A. Lajoinie : Nous constatons qu’il faut faire face tout de suite à la situation, aux coups portés par le pouvoir. Donc, il faut un rassemblement, une action commune très forte, et des propositions. Nous proposons, par exemple, une augmentation des salaires, des petits et moyens salaires, la réduction du temps de travail sans diminution de salaire, une nouvelle mesure pour la sécurité sociale. Bref, nous proposons un développement.

RMC : « Nous », c’est qui ?

A. Lajoinie : Le PC. Il faudrait, si l’on veut être efficace, qu’il y ait un effort conjugué des forces de gauche. Or nous n’avons pas encore l’impression qu’on est dans la bonne direction. Voilà pour l’immédiat.

RMC : C’est à cause de M. Jospin ?

A. Lajoinie : Voilà, le PS délibère, mais pour le moment, on n’a pas de propositions aussi nettes. Je parte pour l’immédiat. Mais il y a aussi la perspective de 1998. Il est vrai qu’en 1998, si la gauche est capable de proposer un projet politique nouveau de changement réel, une véritable politique de gauche, les possibilités existent d’avancer, de gagner. Mais il faut qu’il y ait ce projet politique. C’est un peu le sens de l’appel de R. Hue. Dans la préparation de notre congrès, nous avons évoqué cette question. Nous avons dit : « Oui, en 1998, il ne faut pas seulement une alternance », c’est-à-dire remplacer une équipe par une autre. La situation serait extrêmement grave si on décevait encore une fois.

RMC : Qu’est-ce que vous demandez à M Jospin aujourd’hui ?

A. Lajoinie : « Nous demandons de réfléchir, d’une manière évidemment indépendante, aux possibilités, aux propositions pour aller vers une véritable alternative en 1998, dans l’immédiat, faire face à la situation et aller vers un véritable changement. Nous posons par exemple la question de sortir de ces engagements européens qui ligotent la France.

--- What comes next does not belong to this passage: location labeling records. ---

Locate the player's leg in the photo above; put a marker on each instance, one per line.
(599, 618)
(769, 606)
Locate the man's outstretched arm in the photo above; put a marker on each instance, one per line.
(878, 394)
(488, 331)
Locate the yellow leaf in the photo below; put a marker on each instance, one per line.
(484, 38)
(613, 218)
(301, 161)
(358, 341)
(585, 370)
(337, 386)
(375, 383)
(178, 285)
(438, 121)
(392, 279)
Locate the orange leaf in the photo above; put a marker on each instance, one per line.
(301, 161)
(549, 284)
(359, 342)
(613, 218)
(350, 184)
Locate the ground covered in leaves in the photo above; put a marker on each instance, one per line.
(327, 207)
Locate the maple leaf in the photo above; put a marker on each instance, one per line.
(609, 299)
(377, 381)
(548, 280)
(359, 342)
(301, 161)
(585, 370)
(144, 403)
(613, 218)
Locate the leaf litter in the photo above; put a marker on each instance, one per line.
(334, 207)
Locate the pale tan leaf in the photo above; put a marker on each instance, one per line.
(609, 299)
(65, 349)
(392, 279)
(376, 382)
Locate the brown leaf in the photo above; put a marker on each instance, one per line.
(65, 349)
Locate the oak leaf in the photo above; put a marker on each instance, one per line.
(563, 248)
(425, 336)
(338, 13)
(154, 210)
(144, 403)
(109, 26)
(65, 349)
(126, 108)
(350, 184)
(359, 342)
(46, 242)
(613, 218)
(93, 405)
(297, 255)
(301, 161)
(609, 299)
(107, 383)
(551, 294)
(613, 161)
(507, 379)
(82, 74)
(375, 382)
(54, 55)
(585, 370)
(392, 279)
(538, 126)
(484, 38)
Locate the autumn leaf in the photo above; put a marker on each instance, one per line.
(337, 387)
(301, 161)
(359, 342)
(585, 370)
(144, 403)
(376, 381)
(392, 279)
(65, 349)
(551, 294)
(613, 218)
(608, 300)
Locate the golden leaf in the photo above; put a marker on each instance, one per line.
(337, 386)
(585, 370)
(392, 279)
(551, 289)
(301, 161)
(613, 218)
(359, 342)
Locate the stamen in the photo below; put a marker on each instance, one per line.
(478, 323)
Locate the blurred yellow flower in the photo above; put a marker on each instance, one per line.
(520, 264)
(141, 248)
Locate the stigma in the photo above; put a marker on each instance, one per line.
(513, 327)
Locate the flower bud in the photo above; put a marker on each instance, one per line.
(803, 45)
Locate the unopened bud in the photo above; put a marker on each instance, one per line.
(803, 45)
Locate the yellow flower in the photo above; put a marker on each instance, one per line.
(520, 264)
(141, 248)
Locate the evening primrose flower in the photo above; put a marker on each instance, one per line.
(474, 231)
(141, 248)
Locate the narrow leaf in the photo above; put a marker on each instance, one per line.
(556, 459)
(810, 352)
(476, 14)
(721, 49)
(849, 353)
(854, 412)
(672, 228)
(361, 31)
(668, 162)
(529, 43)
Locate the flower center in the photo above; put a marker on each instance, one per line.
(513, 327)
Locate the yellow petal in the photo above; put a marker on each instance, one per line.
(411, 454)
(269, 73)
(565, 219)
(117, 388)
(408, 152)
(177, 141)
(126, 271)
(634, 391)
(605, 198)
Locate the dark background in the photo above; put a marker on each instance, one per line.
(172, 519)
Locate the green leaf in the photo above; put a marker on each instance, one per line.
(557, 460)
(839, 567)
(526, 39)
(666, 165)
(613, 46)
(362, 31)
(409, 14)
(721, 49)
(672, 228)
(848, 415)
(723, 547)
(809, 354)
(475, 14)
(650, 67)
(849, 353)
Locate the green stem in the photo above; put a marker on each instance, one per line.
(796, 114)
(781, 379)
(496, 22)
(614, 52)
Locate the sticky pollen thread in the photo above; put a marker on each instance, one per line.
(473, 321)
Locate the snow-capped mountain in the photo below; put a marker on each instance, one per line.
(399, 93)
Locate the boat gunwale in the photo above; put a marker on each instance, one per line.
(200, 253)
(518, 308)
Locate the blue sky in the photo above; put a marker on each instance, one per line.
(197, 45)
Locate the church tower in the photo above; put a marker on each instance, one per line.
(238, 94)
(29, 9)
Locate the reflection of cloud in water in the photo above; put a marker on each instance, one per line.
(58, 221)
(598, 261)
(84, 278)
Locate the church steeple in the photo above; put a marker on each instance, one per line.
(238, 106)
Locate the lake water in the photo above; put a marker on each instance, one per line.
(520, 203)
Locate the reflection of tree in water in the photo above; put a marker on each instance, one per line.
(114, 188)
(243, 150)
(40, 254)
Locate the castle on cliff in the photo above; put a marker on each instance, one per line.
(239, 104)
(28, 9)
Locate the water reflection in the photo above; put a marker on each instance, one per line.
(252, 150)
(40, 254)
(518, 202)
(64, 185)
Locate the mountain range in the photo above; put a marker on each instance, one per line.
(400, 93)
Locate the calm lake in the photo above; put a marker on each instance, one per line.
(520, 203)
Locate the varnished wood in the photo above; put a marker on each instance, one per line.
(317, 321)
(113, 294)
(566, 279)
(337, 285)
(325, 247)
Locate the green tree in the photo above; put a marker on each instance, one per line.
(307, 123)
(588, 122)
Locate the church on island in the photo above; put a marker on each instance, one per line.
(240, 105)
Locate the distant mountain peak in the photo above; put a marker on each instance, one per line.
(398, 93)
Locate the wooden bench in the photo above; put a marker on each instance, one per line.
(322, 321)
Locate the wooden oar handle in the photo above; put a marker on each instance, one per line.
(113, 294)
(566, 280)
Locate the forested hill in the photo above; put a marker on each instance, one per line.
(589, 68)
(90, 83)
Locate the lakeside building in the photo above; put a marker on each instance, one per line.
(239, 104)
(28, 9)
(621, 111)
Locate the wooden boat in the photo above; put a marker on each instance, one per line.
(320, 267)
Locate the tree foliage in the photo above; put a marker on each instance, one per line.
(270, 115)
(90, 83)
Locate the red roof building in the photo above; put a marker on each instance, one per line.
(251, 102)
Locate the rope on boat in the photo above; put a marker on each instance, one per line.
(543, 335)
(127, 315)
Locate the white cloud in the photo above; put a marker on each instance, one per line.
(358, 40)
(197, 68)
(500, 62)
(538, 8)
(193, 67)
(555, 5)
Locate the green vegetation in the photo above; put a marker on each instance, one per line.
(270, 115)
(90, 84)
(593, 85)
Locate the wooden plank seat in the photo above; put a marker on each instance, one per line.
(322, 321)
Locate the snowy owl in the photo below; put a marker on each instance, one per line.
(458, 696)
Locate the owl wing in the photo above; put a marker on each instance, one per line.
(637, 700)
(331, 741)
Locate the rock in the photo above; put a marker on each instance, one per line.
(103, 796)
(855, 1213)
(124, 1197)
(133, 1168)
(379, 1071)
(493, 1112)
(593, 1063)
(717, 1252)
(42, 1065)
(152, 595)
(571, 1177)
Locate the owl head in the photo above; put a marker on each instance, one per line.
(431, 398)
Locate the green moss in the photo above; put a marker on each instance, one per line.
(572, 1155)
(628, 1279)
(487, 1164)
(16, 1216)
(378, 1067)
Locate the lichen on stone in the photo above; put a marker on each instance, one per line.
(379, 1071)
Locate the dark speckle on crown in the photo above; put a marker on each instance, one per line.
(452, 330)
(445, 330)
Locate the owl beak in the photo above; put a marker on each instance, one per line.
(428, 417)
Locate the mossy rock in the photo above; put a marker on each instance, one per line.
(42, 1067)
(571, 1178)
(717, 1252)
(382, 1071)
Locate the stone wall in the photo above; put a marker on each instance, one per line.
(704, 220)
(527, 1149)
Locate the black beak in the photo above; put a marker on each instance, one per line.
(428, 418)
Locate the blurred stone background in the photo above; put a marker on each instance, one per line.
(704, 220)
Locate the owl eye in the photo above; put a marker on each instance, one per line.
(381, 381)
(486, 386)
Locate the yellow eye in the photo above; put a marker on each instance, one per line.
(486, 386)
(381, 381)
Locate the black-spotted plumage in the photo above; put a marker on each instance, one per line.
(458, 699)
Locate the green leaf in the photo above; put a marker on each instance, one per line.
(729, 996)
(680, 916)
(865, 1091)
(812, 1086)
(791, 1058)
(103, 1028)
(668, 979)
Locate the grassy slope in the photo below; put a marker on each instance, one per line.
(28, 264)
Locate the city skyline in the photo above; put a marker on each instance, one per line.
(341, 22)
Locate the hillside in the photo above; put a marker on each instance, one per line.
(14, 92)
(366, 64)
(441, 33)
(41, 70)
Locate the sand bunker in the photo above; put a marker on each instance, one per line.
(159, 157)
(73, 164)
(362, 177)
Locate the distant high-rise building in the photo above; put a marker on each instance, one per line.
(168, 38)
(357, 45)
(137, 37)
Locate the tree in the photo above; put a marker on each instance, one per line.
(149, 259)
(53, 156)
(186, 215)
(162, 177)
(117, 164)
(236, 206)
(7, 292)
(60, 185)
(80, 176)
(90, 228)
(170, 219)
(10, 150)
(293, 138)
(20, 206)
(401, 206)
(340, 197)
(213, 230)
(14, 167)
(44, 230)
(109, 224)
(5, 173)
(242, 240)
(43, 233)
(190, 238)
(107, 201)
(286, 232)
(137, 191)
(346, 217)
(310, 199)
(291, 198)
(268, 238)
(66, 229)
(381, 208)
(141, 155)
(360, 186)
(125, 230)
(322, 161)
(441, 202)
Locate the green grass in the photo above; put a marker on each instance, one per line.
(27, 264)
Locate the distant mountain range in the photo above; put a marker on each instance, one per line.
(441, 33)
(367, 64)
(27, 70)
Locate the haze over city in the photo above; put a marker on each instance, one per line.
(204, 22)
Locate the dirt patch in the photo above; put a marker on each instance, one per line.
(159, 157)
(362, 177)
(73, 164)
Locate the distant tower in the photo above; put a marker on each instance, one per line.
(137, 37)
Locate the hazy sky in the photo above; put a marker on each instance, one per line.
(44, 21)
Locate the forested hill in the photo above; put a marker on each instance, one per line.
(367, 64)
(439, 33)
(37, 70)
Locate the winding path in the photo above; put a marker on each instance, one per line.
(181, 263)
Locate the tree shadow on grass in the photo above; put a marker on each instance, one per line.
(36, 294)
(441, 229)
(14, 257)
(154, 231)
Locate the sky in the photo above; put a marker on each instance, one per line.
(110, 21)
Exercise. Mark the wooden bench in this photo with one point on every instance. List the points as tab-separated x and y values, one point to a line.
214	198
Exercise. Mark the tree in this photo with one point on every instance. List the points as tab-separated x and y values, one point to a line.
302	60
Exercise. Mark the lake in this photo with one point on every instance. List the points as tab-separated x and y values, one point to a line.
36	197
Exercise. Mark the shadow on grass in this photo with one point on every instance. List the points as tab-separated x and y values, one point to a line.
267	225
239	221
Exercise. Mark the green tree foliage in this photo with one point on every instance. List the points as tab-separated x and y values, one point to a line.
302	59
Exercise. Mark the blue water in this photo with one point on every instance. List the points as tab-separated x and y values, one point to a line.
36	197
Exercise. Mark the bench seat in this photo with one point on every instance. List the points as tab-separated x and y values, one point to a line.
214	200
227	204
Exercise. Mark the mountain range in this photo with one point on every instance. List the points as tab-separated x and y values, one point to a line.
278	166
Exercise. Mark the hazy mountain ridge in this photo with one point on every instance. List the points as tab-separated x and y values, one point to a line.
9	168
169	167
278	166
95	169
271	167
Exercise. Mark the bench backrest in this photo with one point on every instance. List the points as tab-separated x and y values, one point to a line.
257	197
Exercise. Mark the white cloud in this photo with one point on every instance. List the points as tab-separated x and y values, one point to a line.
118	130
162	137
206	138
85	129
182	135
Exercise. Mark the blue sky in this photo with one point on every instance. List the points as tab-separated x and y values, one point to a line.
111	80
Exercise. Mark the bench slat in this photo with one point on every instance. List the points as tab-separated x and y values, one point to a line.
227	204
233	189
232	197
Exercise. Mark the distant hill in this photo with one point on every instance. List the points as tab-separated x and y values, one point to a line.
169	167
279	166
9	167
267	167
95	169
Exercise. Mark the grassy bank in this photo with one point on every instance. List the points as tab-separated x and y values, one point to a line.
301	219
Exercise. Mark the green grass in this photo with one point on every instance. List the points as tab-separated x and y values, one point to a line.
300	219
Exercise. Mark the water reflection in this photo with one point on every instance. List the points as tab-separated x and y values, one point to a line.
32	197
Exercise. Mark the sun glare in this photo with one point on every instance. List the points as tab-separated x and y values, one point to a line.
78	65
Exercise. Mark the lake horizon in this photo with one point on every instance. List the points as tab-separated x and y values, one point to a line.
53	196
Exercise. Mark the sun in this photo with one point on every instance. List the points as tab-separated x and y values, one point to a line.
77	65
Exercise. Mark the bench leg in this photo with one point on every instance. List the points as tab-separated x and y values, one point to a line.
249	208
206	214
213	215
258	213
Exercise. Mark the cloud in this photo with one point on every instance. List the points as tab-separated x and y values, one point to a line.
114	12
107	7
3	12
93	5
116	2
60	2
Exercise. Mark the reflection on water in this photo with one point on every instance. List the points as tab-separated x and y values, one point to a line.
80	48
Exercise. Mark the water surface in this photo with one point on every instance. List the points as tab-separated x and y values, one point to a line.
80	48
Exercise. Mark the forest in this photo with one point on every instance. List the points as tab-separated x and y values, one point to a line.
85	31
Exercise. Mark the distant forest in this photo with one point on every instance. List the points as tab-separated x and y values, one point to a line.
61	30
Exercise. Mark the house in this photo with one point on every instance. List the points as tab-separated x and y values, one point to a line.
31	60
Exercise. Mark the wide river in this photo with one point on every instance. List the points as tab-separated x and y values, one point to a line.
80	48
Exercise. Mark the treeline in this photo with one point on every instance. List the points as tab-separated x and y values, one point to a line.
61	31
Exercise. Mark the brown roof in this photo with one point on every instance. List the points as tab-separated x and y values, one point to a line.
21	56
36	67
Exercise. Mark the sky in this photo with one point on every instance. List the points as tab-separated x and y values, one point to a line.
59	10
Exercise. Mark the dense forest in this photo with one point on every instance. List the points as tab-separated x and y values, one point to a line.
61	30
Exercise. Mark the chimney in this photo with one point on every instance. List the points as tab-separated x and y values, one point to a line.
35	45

RMC : Ce n’est pas l’opinion de M. Jospin.

A. Lajoinie : Non, là, il y a une divergence, mais enfin, nous savons bien ou conduisent les critères de Maastricht. La France ne peut pas rester dans cette situation. Nous sommes pour une construction européenne, mais une construction européenne qui aille de l’avant, pas au service des groupes financiers. En général, d’ailleurs, il y a une avancée à faire sur le positionnement des partis de gauche par rapport aux groupes financiers, par rapport à la rentabilité financière. On s’aperçoit que toutes les crises qu’on a aujourd’hui, la crise de la « vache folle », c’est de la soumission aux critères de la rentabilité financière. Il faut en sortir. Alors, R. Hue propose à L. Jospin d’avancer dans cette direction. II lui propose aussi de sortir du piège que tend Juppé. Juppé dit : « Il n’y a que ma politique qui est bonne ou, si on ne fait pas ma politique, on revient à la politique du Gouvernement socialiste. » C’est un piège infernal ! Il faut aller vers une autre politique, une politique de gauche.